La fiesta del tirano

La fiesta del tirano

Era el 5 de marzo de 2013. Las 16.38 horas de una tarde calurosa en Caracas. Yo estaba a punto de intervenir en uno de los programas más vistos por los venezolanos, perteneciente al único canal que el Gobierno aún no había expropiado o controlaba, Globovisión. Hoy, a todos los ciudadanos de aquel país les obligan a consumir oficialismo y tiranía por doquier. El presentador, diplomático y embajador de Venezuela en otros tiempos, Julio César Pineda, quería saber algo más acerca de la comunicación política. Cuando apenas llevábamos unos minutos de entrevista, cortó la transmisión para dar paso al por entonces vicepresidente Nicolás Maduro que anunció, entre sollozos revolucionarios, la muerte oficial —la real se produjo meses antes— de Hugo Chávez. De inmediato, un país dividido por la opresión y la censura, por el culto al líder y la superchería, se lanzó a las calles mientras el mundo se preguntaba qué pasaría al día siguiente. Y lo que pasó fue lo de siempre: nada. O peor, lo mismo. Como ya está sucediendo y sucederá en Cuba desde el minuto siguiente a la muerte del dictador comandante. Bastó con escuchar a Raúl Castro legitimando la continuidad de una revolución que desprecia hasta su propio concepto original. Aquel día en Caracas viví en mis carnes cómo el miedo a la apertura es mayor que la ausencia de libertad.
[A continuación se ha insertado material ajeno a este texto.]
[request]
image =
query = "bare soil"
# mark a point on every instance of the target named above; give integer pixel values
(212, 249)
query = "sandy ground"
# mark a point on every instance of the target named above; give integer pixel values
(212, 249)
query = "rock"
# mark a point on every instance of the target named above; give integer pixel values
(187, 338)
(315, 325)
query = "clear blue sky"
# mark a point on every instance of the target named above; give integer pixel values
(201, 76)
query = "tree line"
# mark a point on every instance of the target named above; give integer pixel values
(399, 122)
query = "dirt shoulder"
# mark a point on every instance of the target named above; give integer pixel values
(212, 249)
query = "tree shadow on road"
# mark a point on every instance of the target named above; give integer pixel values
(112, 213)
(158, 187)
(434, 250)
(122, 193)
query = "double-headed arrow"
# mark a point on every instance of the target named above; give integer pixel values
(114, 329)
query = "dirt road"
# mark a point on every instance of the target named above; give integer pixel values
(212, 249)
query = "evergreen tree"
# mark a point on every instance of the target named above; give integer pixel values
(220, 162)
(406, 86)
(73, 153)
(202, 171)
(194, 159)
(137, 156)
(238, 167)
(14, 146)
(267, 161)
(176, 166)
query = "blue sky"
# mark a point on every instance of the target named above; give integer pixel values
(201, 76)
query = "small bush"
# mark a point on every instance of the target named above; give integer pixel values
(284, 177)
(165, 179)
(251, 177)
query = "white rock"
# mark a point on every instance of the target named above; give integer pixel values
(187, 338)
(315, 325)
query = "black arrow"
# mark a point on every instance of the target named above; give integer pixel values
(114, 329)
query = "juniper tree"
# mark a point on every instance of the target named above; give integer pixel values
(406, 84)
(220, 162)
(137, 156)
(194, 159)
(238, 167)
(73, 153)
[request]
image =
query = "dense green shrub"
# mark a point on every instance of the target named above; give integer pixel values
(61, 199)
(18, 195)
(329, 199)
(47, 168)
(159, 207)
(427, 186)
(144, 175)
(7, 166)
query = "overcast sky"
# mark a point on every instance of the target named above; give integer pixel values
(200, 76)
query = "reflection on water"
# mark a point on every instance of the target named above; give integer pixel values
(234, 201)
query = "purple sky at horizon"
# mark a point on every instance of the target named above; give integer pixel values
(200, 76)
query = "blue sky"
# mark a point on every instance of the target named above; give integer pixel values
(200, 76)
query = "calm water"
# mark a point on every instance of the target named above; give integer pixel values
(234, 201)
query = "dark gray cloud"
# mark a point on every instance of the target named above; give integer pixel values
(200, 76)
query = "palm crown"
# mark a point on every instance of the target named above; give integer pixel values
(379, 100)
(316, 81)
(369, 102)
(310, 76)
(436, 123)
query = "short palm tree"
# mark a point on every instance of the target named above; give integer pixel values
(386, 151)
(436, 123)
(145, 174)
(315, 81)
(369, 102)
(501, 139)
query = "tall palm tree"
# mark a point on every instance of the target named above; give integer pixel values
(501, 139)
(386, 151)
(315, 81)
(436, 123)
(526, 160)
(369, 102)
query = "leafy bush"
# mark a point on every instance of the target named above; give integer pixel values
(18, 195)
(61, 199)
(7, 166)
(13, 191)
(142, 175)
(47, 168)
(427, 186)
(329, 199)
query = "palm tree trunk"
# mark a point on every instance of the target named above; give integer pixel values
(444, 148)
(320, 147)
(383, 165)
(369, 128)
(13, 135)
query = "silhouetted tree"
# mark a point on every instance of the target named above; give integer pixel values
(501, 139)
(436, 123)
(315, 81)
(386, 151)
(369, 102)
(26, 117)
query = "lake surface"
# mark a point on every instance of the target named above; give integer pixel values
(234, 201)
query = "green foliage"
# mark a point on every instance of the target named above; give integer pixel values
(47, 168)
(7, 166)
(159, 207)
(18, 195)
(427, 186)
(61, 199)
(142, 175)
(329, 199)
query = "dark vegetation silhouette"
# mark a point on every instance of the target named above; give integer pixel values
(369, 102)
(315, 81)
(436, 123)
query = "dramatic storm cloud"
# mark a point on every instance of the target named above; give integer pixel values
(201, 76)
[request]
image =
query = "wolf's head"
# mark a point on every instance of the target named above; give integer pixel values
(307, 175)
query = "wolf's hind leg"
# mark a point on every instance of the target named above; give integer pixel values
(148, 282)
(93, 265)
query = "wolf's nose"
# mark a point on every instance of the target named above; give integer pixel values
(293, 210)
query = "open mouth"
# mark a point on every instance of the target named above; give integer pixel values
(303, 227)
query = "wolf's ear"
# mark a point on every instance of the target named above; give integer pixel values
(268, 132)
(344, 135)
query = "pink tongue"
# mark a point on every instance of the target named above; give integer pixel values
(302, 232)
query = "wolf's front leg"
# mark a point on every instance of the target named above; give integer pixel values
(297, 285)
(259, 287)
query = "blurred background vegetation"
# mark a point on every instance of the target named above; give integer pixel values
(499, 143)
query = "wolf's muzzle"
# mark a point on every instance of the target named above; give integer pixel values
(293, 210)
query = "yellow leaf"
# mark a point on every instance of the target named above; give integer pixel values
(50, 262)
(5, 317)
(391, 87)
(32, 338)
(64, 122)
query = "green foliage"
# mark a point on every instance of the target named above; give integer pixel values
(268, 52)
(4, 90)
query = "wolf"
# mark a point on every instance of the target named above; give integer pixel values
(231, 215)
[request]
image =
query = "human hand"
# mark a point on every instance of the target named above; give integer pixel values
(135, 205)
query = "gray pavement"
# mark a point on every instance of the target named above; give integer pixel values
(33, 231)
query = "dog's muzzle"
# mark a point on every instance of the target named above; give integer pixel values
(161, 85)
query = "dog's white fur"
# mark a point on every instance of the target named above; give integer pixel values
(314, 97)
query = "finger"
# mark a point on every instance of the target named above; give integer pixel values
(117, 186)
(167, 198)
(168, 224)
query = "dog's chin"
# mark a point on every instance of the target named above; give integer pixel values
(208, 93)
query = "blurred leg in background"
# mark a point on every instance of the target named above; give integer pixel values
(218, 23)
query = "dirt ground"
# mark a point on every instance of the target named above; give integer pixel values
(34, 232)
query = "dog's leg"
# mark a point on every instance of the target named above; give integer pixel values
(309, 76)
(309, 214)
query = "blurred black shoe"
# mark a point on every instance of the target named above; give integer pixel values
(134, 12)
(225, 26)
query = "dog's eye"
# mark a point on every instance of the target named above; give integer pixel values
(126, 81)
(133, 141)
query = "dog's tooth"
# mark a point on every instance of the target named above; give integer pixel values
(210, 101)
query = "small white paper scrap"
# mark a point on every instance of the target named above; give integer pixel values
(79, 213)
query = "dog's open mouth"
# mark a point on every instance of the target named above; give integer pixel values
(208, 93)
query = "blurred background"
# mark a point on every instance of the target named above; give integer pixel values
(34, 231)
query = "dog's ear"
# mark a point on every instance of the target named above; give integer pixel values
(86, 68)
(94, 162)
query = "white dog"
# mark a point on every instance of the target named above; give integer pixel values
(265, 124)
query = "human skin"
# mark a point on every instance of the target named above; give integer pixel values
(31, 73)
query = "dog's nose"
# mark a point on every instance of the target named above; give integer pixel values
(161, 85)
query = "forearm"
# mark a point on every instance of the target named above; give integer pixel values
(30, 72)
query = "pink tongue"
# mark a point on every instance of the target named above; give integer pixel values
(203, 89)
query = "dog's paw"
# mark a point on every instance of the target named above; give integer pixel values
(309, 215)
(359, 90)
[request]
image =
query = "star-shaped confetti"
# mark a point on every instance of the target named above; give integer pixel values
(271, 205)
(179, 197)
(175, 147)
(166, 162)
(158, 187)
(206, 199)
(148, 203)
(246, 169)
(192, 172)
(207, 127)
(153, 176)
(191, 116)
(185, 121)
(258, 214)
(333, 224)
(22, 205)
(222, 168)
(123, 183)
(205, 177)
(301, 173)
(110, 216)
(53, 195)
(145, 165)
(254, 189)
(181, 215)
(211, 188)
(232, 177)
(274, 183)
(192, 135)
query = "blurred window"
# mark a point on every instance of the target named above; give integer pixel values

Porque, para la hiprogresía mediática, que no deja de advertirnos en maitines y reportajes dominicales del peligro que los populismos de derecha tienen para la democracia moderna, la muerte de Castro sirve para abrir el cajón de loas pendientes. Mientras enjuagan su pluma en tinta de calamar, esos tribunos alaban la figura histórica del carcelero de La Habana, un hombre de verbo fácil y gatillo presto, que llegó al poder —por las armas— de la segunda economía de América y se despide del mundo dejando —sin alma— a su patria, como la segunda economía más mísera del continente. El comunismo nunca ha resistido el avance del tiempo, sólo la nostalgia de lo que todos dicen que dicta la letra utópica de sus creadores. La honra de un tirano es disfrutar de la pompa con la que festejan su huida de este mundo. La muerte celebrada, epítome de medio siglo de palabras encadenadas, acaba por dotar a la humanidad de la miseria que le presupone, como si fuera un retrato hobbesiano que aparece con cada luto de estado. Lo peor de que muera un dictador no es la paz que deja, sino el recuerdo que le acompaña, alimentado desde el día siguiente por hordas de seguidores haciendo cola. No aprendimos de aquella mitomanía del horror que fue el siglo XX y su relato fotografiado.

La continuidad es requisito sine qua non de toda dictadura, sobre todo si es de izquierdas. Lo atado y bien atado necesita de cómplices dentro y fuera de la muralla. Pero ya sabemos que para la hiprogresía patria y mundial, existen tiranías y revoluciones. Murió Chávez y en Venezuela la cosa sigue igual o peor, enquistada la metástasis que gangrena la libertad y esperanza del pueblo. Se despidió de Corea del Norte Kim Jong-il y su hijo tomó el testigo de su locura encerrada. Se fue hace décadas Mao Zedong y en China, la dictadura, hoy, convive con un capitalismo de Estado seleccionado. Pero la podredumbre moral de Occidente, bañado en parte por la náusea de intelectuales y profesores de pupitre contaminado, aupado por artistas de subvenciones generosas y compromiso fetén, homenajea sin descanso la memoria de quienes combatieron el capitalismo como mejor hace cierta izquierda: disfrutándolo. Las riquezas de los sátrapas comunistas es proporcional a la libertad enjaulada que reina en sus países.

Cuba se prepara para recibir en los próximos días, semanas, meses, y tal vez años, a millones de enfervorecidos admiradores a distancia, que glorifican a Castro desde el brasero y la sopa caliente. Burgueses de todo a cien. Comunistas de compra-venta. Debemos aceptarlo. La humanidad es así. Nunca será buena o mala. Sólo convenida. Está en el origen de la especie. Saquen el ron mientras escuchan a Orishas, que en la cárcel y en el fondo del mar aún habrá quien grite ¡resistencia!